So I think that, whilst the Attorney-General is interested in setting up a genuine review of the court system - and I think there is a positive aspect in that - there is certainly a major gap in what needs to be done in this area. That gap is probably emphasised by the further restriction that was put on Mr Curtis, and that is found in these words:

The Attorney-General has specifically directed the development of a unified court system as a model for reform.

So Mr Collaery has the idea that he wants a unified court system, which may be very good; it may be very bad - I am not an expert - but there is no room for manoeuvre on it. There is no room for discussion. The work that has been done in this rather extensive review has been done within that restriction, and that process of consultation within that restriction seems to me to lead to a specific result in the same way that the school closures lack of consultation process led to a specific result - and there is a problem.

I do not want you to mistake me and say that I think that this process has been terrible. What I am saying is that there is a role for this process, but that is not enough. It is a restricted process and what we need is a much more open process whereby we have the opportunity, indeed the responsibility - which the Attorney-General has taken on - to review our courts and to look at what might be the best way to deal with those courts. Indeed, I could go on further in that way, but I think it would tend to be repetitive.

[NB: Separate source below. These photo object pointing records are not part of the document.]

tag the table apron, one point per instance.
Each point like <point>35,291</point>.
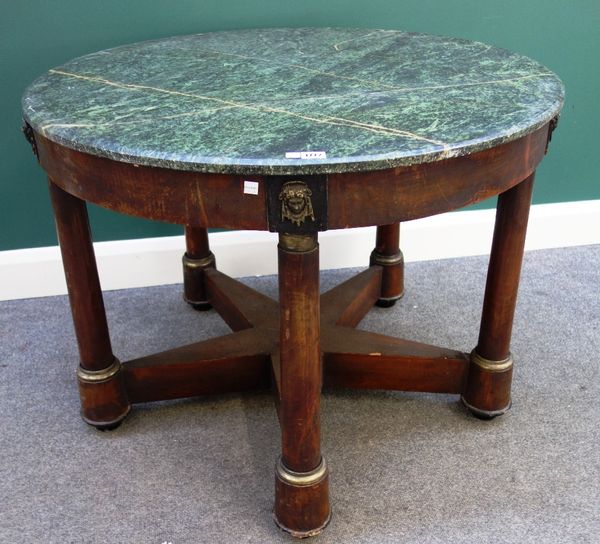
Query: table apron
<point>354,199</point>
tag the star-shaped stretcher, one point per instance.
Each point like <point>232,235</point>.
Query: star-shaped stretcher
<point>248,358</point>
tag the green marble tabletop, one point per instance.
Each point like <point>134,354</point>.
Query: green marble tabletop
<point>292,100</point>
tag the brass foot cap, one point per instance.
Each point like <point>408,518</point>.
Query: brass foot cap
<point>302,534</point>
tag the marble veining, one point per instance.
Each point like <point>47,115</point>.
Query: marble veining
<point>237,102</point>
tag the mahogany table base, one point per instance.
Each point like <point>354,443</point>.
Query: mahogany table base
<point>297,345</point>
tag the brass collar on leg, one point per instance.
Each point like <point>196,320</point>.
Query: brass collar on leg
<point>297,243</point>
<point>301,479</point>
<point>204,262</point>
<point>98,376</point>
<point>386,260</point>
<point>489,365</point>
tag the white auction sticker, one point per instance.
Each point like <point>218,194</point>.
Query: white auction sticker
<point>250,187</point>
<point>306,155</point>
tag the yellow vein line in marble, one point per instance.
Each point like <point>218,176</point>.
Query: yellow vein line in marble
<point>329,120</point>
<point>135,121</point>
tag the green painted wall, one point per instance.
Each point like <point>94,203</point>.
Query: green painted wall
<point>38,34</point>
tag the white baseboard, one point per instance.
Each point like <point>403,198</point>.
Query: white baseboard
<point>37,272</point>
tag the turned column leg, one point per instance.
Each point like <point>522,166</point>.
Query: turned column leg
<point>487,393</point>
<point>197,258</point>
<point>103,398</point>
<point>388,255</point>
<point>301,484</point>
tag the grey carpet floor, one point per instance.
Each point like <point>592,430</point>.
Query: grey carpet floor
<point>404,467</point>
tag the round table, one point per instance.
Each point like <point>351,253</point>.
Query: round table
<point>295,131</point>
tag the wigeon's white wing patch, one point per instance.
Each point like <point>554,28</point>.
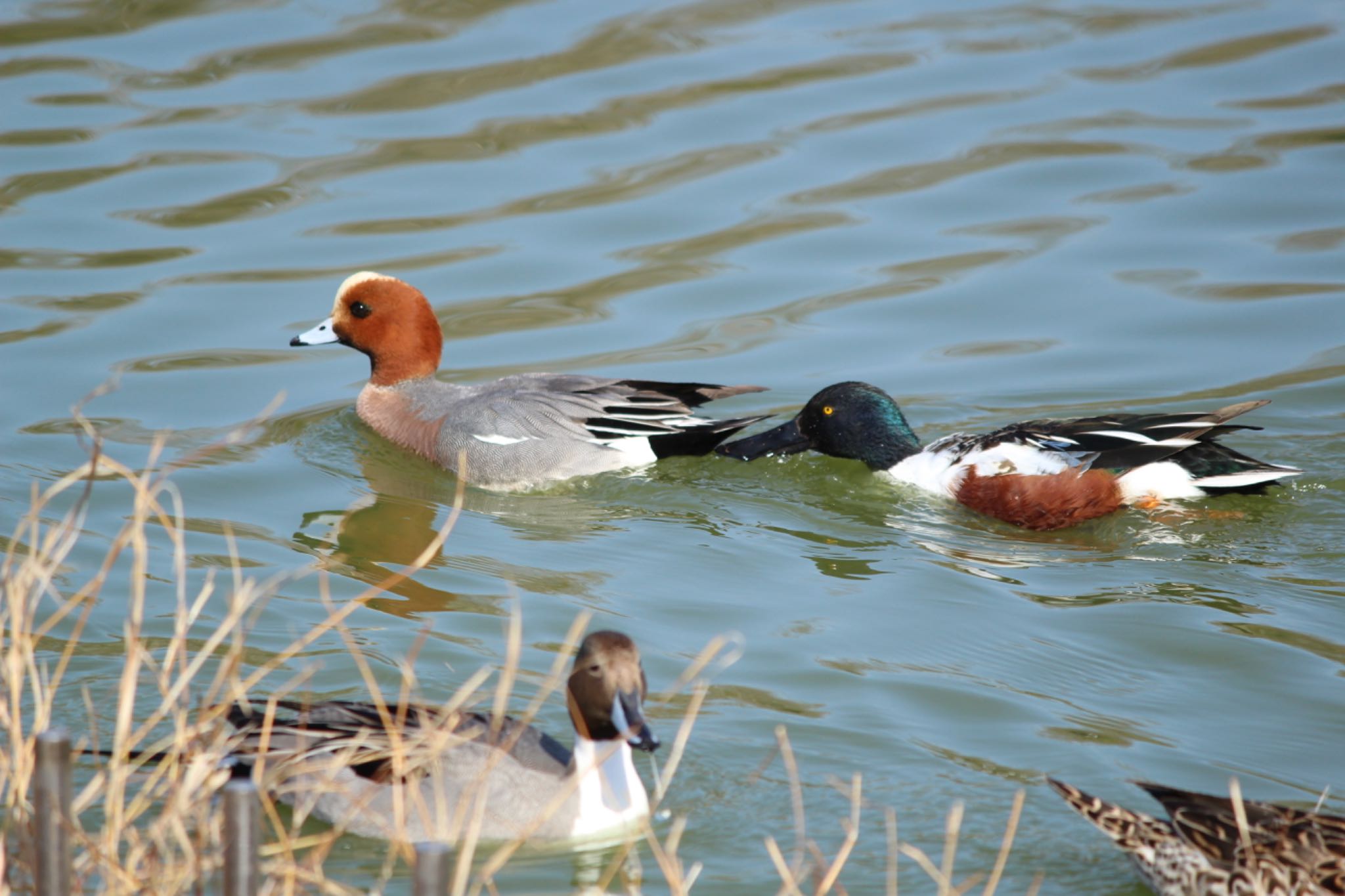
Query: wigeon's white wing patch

What I really would like to emphasise is that the most important thing for ordinary people is not how the lawyers are going to be able to deal with the court but how ordinary people can get in and use the court system with the least possible flak and the least possible cost, and I do not believe that this review in any way starts to address those issues. That is no reflection on Mr Curtis. Rather it is a reflection on the Attorney-General, who has not given him the opportunity to do that because he has restricted Mr Curtis in the specific objectives and has not allowed him to operate beyond those objectives.